An artificial intelligence technique for detecting DNA fragments shed by tumours and circulating in a patient’s blood could help clinicians more quickly identify and determine if pancreatic cancer therapies are working.
After testing the method, called ARTEMIS-DELFI, in blood samples from patients participating in two large clinical trials of pancreatic cancer treatments, researchers found that it could be used to identify therapeutic responses.
ARTEMIS-DELFI and another method developed by investigators, called WGMAF, to study mutations were found to be better predictors of outcome than imaging or other existing clinical and molecular markers two months after treatment initiation.
However, ARTEMIS-DELFI was determined to be the superior test as it was simpler and potentially more broadly applicable.
Victor E. Velculescu, M.D., Ph.D. is co-director of the cancer genetics and epigenetics programme at the cancer centre.
Many patients with pancreatic cancer receive a diagnosis at a late stage, when cancer may progress rapidly.
Velculescu said: “Providing patients with more potential treatment options is especially vital as a growing number of experimental therapies for pancreatic cancer have become available.
“We want to know as quickly as we can if the therapy is helping the patient or not.
“If it is not working, we want to be able to switch to another therapy.”
Currently, clinicians use imaging tools to monitor cancer treatment response and tumour progression.

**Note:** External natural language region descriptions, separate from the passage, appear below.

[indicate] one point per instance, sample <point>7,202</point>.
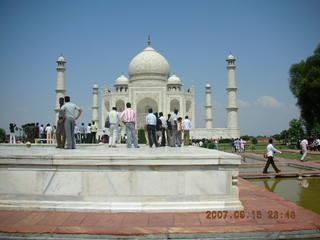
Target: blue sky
<point>99,38</point>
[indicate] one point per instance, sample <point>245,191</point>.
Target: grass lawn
<point>297,156</point>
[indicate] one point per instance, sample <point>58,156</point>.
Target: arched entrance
<point>142,110</point>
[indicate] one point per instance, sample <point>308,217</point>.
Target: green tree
<point>296,129</point>
<point>305,86</point>
<point>254,140</point>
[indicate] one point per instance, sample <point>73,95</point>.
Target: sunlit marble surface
<point>98,178</point>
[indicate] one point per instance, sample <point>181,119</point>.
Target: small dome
<point>149,62</point>
<point>174,80</point>
<point>122,80</point>
<point>231,57</point>
<point>61,59</point>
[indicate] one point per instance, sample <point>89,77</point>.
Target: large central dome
<point>149,62</point>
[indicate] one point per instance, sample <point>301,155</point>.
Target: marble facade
<point>119,180</point>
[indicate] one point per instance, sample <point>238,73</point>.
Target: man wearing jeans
<point>128,116</point>
<point>174,121</point>
<point>72,112</point>
<point>113,118</point>
<point>304,146</point>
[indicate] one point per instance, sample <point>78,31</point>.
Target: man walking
<point>151,121</point>
<point>82,133</point>
<point>164,129</point>
<point>12,133</point>
<point>114,120</point>
<point>186,126</point>
<point>94,130</point>
<point>304,149</point>
<point>60,132</point>
<point>174,121</point>
<point>128,116</point>
<point>72,112</point>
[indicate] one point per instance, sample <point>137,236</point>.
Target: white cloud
<point>244,104</point>
<point>267,101</point>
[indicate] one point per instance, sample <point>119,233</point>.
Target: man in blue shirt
<point>72,112</point>
<point>151,121</point>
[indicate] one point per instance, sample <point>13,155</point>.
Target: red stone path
<point>252,196</point>
<point>303,172</point>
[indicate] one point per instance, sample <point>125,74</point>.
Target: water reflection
<point>304,192</point>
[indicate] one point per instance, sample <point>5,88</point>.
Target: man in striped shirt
<point>128,116</point>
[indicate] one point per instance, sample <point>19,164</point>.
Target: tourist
<point>12,127</point>
<point>151,121</point>
<point>36,131</point>
<point>128,116</point>
<point>318,144</point>
<point>114,119</point>
<point>158,129</point>
<point>72,112</point>
<point>270,154</point>
<point>179,131</point>
<point>60,132</point>
<point>169,130</point>
<point>88,133</point>
<point>304,149</point>
<point>76,133</point>
<point>242,145</point>
<point>174,121</point>
<point>163,129</point>
<point>237,145</point>
<point>186,125</point>
<point>94,130</point>
<point>49,134</point>
<point>42,133</point>
<point>82,133</point>
<point>54,129</point>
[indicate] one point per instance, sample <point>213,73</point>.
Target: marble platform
<point>102,179</point>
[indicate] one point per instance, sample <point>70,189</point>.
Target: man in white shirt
<point>304,149</point>
<point>174,121</point>
<point>72,112</point>
<point>186,126</point>
<point>114,119</point>
<point>270,154</point>
<point>164,129</point>
<point>151,122</point>
<point>49,134</point>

However, these tools produce results that may not be timely and are less accurate for patients receiving immunotherapies, which can make the results more complicated to interpret.
In the study, Velculescu and his colleagues tested two alternate approaches to monitoring treatment response in patients participating in the phase 2 CheckPAC trial of immunotherapy for pancreatic cancer.

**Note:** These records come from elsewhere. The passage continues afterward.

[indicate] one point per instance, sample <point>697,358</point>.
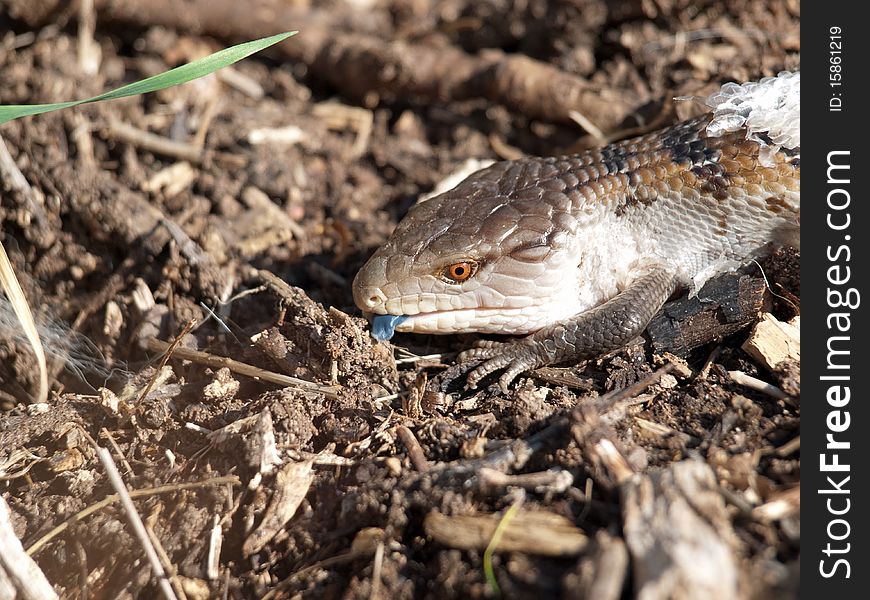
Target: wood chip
<point>679,535</point>
<point>291,486</point>
<point>533,532</point>
<point>773,342</point>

One approach, called WGMAF (tumour-informed plasma whole-genome sequencing), analysed DNA from tumour biopsies as well as cell-free DNA in blood samples to detect a treatment response.

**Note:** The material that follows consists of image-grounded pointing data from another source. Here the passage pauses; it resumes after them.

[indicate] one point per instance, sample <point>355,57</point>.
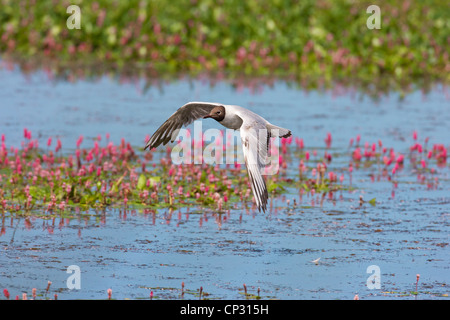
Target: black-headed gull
<point>251,127</point>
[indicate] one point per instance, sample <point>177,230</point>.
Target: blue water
<point>133,252</point>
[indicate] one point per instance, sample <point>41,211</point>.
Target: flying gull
<point>255,133</point>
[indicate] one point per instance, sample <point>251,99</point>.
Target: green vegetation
<point>312,42</point>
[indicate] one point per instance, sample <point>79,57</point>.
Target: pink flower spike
<point>6,293</point>
<point>424,164</point>
<point>79,141</point>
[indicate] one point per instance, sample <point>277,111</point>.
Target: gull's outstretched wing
<point>187,114</point>
<point>254,138</point>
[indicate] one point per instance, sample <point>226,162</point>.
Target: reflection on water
<point>135,251</point>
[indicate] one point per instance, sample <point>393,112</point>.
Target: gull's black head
<point>217,113</point>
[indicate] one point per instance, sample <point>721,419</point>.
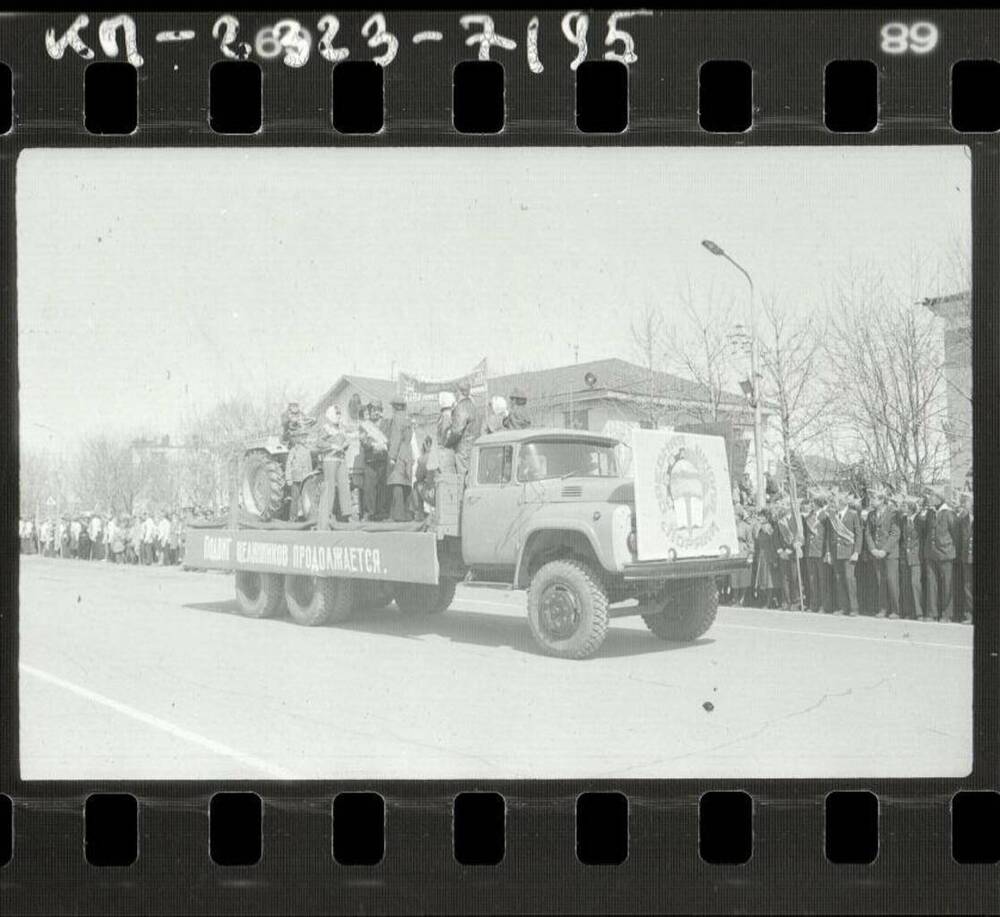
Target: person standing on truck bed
<point>298,465</point>
<point>334,444</point>
<point>517,418</point>
<point>464,427</point>
<point>400,460</point>
<point>373,450</point>
<point>445,454</point>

The other, called ARTEMIS-DELFI (tumour-independent genome-wide cfDNA fragmentation profiles and repeat landscapes), used machine learning, a form of artificial intelligence, to scan millions of cell-free DNA fragments only in the patient’s blood samples.
Both approaches were able to detect which patients were benefiting from the therapies.
However, not all patients had tumour samples, and many patients’ tumour samples had only a small fraction of cancer cells compared to the overall tissue, which also contained normal pancreatic and other cells, thereby confounding the WGMAF test.
The ARTEMIS-DELFI approach worked with more patients and was simpler logistically, Velculescu said.
The team then validated that ARTEMIS-DELFI was an effective treatment response monitoring tool in a second clinical trial called the PACTO trial.
The study confirmed that ARTEMIS-DELFI could identify which patients were responding as soon as four weeks after therapy started.
Lead study author Carolyn Hruban was a graduate student at Johns Hopkins during the study and is now a postdoctoral researcher at the Dana-Farber Cancer Institute
She said: “The ‘fast-fail’ ARTEMIS-DELFI approach may be particularly useful in pancreatic cancer where changing therapies quickly could be helpful in patients who do not respond to the initial therapy.
“It’s simpler, likely less expensive, and more broadly applicable than using tumour samples.”
The next step for the team will be prospective studies that test whether the information provided by ARTEMIS-DELFI helps clinicians more efficiently find an effective therapy and improve patient outcomes.